Is It Midnight Yet?

This Is The Harsh Reality Of New Year's Eve When You Have Kids

It just hits different, tbh.

by Dana Wisniewski
Updated: 
Originally Published: 
Celebrating New Year's Eve looks different when you have kids.
SolStock/Getty Images

Ah, New Year’s Eve! Once upon a time, it was my favorite night of the year. Spoiler alert: That was before two kids. Now I secretly dread it — at least the traditional pre-kid party all-night version that most of us are accustomed to.

This is New Year’s Eve with kids…

Finding a sitter.

Unless you booked one in July, you might as well ask the Pope or Oprah to watch your kids because you might have a better chance than finding any high-schooler or college coed to commit to this night. And even if you do find a sitter, she will most likely triple her rates after smelling your desperation.

Looking through your closet and wondering if you can wear that sequined top with yoga pants.

Because no one will ever know they’re yoga pants, right? Wrong.

Being exhausted by 9 p.m.

… but realizing you must stay up for at least three more hours, while simultaneously looking like you actually want to stay up for three more hours. Trying to maintain this entertaining, engaging, and energetic persona all night is far more exhausting than giving birth.

Annoying people asking you what your New Year’s resolution will be.

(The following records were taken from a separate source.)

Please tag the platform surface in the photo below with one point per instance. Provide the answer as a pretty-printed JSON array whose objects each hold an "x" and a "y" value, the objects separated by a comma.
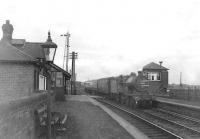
[
  {"x": 190, "y": 104},
  {"x": 88, "y": 121}
]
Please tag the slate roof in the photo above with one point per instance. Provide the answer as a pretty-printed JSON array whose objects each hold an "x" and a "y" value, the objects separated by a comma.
[
  {"x": 34, "y": 49},
  {"x": 11, "y": 53},
  {"x": 154, "y": 66}
]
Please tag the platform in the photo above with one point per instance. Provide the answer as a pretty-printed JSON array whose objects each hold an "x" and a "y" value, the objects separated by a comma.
[
  {"x": 88, "y": 120},
  {"x": 189, "y": 104}
]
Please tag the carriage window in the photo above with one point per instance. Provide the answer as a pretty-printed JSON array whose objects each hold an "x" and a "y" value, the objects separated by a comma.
[{"x": 154, "y": 76}]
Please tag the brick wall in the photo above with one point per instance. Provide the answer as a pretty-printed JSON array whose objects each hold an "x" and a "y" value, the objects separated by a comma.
[
  {"x": 16, "y": 80},
  {"x": 17, "y": 119}
]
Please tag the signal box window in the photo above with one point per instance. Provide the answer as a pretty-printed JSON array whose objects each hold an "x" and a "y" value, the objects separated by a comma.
[{"x": 154, "y": 76}]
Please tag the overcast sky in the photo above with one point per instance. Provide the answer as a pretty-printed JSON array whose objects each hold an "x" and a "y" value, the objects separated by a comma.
[{"x": 114, "y": 37}]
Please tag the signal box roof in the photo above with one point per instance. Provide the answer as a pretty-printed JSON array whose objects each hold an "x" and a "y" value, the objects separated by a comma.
[{"x": 154, "y": 66}]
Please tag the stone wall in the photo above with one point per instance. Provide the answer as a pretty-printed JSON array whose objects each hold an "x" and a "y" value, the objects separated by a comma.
[
  {"x": 17, "y": 119},
  {"x": 16, "y": 80}
]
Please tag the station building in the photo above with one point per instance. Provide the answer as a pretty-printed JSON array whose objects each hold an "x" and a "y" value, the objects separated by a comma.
[{"x": 21, "y": 68}]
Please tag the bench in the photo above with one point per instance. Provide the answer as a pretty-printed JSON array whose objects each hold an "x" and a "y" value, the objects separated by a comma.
[{"x": 58, "y": 121}]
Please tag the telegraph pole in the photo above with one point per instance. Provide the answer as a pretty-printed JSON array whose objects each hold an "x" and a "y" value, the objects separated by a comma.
[{"x": 73, "y": 56}]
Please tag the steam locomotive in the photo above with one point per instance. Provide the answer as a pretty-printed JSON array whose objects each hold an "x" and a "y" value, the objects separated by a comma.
[{"x": 137, "y": 90}]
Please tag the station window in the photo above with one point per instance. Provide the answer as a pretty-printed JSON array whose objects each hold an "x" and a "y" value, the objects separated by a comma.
[{"x": 154, "y": 76}]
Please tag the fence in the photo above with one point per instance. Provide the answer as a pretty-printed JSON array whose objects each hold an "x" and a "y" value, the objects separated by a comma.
[{"x": 17, "y": 120}]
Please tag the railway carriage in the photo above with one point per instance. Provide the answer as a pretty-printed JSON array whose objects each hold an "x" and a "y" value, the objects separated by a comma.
[{"x": 136, "y": 90}]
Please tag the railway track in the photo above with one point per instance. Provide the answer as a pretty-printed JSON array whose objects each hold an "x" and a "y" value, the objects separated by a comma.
[
  {"x": 185, "y": 125},
  {"x": 149, "y": 128}
]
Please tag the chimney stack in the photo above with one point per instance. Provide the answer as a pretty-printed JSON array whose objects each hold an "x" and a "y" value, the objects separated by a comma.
[
  {"x": 160, "y": 63},
  {"x": 7, "y": 31}
]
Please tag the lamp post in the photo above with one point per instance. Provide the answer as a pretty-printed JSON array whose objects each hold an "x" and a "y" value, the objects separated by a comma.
[
  {"x": 66, "y": 56},
  {"x": 49, "y": 48}
]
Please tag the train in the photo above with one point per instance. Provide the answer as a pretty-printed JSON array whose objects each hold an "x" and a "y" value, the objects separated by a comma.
[{"x": 136, "y": 90}]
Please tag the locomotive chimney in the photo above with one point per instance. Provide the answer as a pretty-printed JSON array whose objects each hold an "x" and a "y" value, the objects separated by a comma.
[{"x": 160, "y": 63}]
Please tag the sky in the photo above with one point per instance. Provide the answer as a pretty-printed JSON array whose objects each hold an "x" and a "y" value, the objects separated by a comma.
[{"x": 114, "y": 37}]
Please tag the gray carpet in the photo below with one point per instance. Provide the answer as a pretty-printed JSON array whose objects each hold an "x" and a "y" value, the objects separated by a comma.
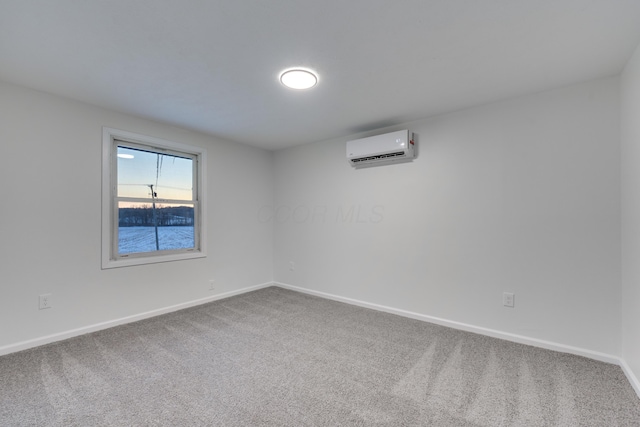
[{"x": 280, "y": 358}]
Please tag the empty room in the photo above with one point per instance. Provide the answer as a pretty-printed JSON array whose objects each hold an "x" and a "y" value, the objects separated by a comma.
[{"x": 303, "y": 213}]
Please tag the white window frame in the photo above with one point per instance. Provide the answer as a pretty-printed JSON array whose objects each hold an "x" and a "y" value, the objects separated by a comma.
[{"x": 110, "y": 258}]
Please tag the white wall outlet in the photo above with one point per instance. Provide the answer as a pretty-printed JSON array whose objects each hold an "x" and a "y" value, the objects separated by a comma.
[
  {"x": 508, "y": 299},
  {"x": 44, "y": 301}
]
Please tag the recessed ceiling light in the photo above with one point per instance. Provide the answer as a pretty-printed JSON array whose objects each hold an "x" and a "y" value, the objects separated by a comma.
[{"x": 299, "y": 78}]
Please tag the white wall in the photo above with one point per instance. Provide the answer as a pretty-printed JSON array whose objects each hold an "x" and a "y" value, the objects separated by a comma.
[
  {"x": 520, "y": 196},
  {"x": 50, "y": 220},
  {"x": 630, "y": 94}
]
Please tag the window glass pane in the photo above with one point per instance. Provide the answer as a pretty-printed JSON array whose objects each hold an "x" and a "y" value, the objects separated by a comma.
[
  {"x": 138, "y": 223},
  {"x": 171, "y": 176}
]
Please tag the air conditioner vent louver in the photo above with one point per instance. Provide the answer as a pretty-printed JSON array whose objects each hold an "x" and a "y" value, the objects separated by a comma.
[
  {"x": 378, "y": 157},
  {"x": 387, "y": 148}
]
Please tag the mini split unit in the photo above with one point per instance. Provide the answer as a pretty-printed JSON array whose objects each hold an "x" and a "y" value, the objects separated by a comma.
[{"x": 381, "y": 149}]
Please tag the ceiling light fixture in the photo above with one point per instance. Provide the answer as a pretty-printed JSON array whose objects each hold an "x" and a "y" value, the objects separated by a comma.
[{"x": 299, "y": 78}]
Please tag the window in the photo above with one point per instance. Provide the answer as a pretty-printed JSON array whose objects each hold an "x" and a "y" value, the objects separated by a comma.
[{"x": 152, "y": 200}]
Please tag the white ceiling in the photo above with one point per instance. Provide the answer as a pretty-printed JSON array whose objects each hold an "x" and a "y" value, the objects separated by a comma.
[{"x": 213, "y": 66}]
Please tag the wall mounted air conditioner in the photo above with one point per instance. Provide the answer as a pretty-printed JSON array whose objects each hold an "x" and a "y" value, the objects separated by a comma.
[{"x": 386, "y": 148}]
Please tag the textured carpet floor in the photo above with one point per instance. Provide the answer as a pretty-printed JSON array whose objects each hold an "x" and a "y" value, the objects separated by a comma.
[{"x": 280, "y": 358}]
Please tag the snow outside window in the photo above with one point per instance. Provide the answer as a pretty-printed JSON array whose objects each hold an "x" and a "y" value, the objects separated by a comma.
[{"x": 152, "y": 190}]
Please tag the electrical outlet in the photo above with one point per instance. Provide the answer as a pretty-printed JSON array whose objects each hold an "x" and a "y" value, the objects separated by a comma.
[
  {"x": 508, "y": 299},
  {"x": 44, "y": 301}
]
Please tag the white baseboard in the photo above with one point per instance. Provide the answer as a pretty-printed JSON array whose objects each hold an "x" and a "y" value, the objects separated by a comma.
[
  {"x": 521, "y": 339},
  {"x": 635, "y": 383},
  {"x": 24, "y": 345}
]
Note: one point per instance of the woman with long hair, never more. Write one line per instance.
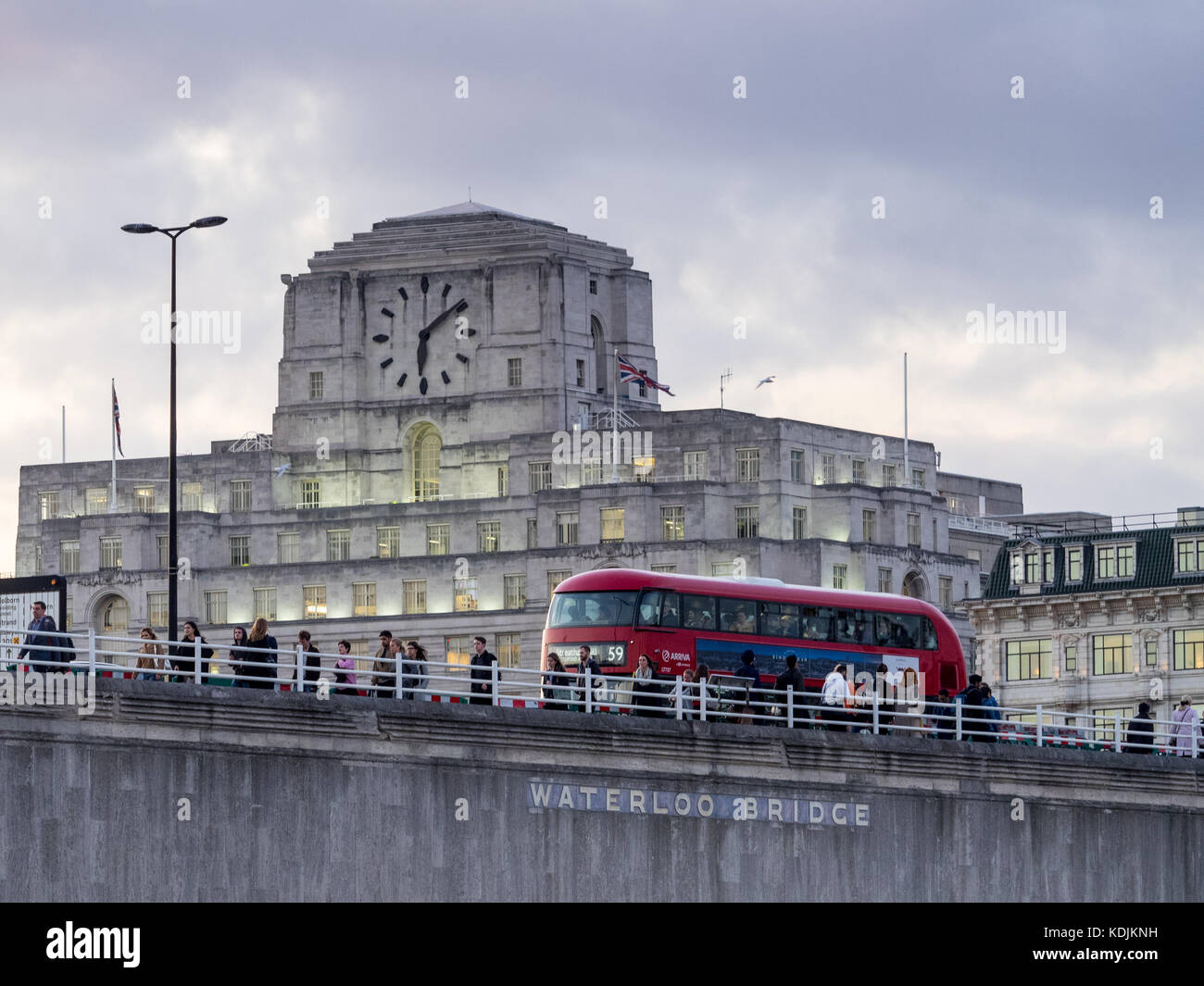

Meanwhile, you secretly wonder if “survival” is really your only goal. Our other top New Year’s resolutions we would rather not share with the general public: 1) lose the baby weight that I put on 12 years ago; 2) be nicer to my husband, at least for the first part of the day; and 3) organize my entire life, which is the polite way of saying “finally get my shit together.”

Learning the “Rule of 120” the hard way.

Here’s what New Year’s Eve will cost you: $120 for a sitter, $120 for the fixed menu for two, $120 bar tab for two, and $47 at Pizza Shuttle for you and your eight new best friends at 2:07 a.m. Then realizing all of the responsible things you could have purchased with this money the following day.

Going out with people who don’t have kids.

And realizing how much more damn energy they have, and being secretly resentful they can sleep in till 1 p.m. if they want.

Going out with people who do have kids.

Wherein one of two things will happen: 1) You will talk about your kids the entire evening, quickly realizing you should have just stayed home with them; or 2) it will be like an episode of Moms Gone Wild with you making up for having not gone out since last year and your husband quickly realizing he should have left you at home.

Hearing fireworks at midnight …

... And telling your husband if they wake up your sleeping children, you will hunt down the perpetrators and go a little bonkers on them.

Realizing (too late) that the 12:03 a.m. selfies on Facebook were a really, really poor decision.

If the expression “tired as a mother” was a ~look~, you nailed it.

Waking up at 5:45 a.m. no matter how late you stayed up or how much champagne you drank.

Oh, you didn’t want to pay the sitter through New Year’s Day and chuck over fistfuls of money for a hotel? Then be ready for your painful wake-up call. And all kids wake up extra early this day. It’s like a sixth sense they have.

Needing lots of coffee and aspirin in the morning.

This is coupled with coming to the painful realization that you are out of one, if not both, of these magical lifelines. Then thinking you would trade your firstborn for a large Dunkin Donuts coffee. Extra cream, extra sugar, extra survival.

Experiencing mom guilt.

You will realize the next morning, after all the money you spent and how shitty you feel, you would have preferred to snuggle up with the little ones and watch Disney Junior, drink sparkling cider, and call it a night at 9:15 p.m.

Having your kids play with the annoying New Year’s noisemakers for months and months.

Until you throw them all away in a fit of rage in April.

Formulating your excuse for next New Year’s Eve in your head 364 days in advance.

It will be something along the lines of, “Sorry, we will be staying in. We couldn’t find a sitter. But have fun. I am so jealous!”

Because here’s the best thing about New Year’s Eve after having kids: Realizing that the coolest place to be is wherever you feel most comfortable. And you might even think there is no better place in the world than at home, with your family, in your yoga pants.

Here’s to a new year filled with surviving parenthood, loving these beautiful bodies that built our babies, being a little kinder to our partners (at least in the morning), and maybe, just maybe, getting our shit together (whatever that means).

And if not, realizing there’s always next year.